По обе стороны полотна тянулись лес и болото. Зимой, выходя из вагона, мы проваливались в сугробы, осенью — в трясину.
«Лесисто-болотистая местность» — так официально назывались те места, где мы стояли. У нас острили: «Жизнь в лесисто-болотистой местности…», «Любовь в лесисто-болотистой местности…». Когда был объявлен конкурс на лучшее название отдела юмора в нашей газете, кто-то предложил, не мудствуя: «Юмор в лесисто-болотистой местности».
Когда-то это был благоустроенный поезд. В коридорах вагонов ещё лежали ковровые дорожки. На диванах белели чехлы. На стенах, под стеклом, висели объявления треста «Вагон-ресторан»: краснощёкий юноша в поварском колпаке нёс на блюде поросёнка. Постепенно чехлы и дорожки исчезли, но юноша с поросёнком уцелел…

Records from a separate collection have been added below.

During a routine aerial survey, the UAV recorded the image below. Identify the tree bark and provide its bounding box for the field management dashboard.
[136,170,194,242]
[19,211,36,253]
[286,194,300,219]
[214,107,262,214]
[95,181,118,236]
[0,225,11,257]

Канонада глухо доносилась до нашего слуха. По ночам, приоткрыв замаскированные окна вагона, можно было видеть, как режут небо лезвия прожекторов.
В купе нас было трое: Венцель, Губин и я. Губин писал стихи, Венцель и я — прозу.
К поезду привыкли. Мне стало казаться, что, когда война кончится, я и дома буду открывать дверь рывком в сторону.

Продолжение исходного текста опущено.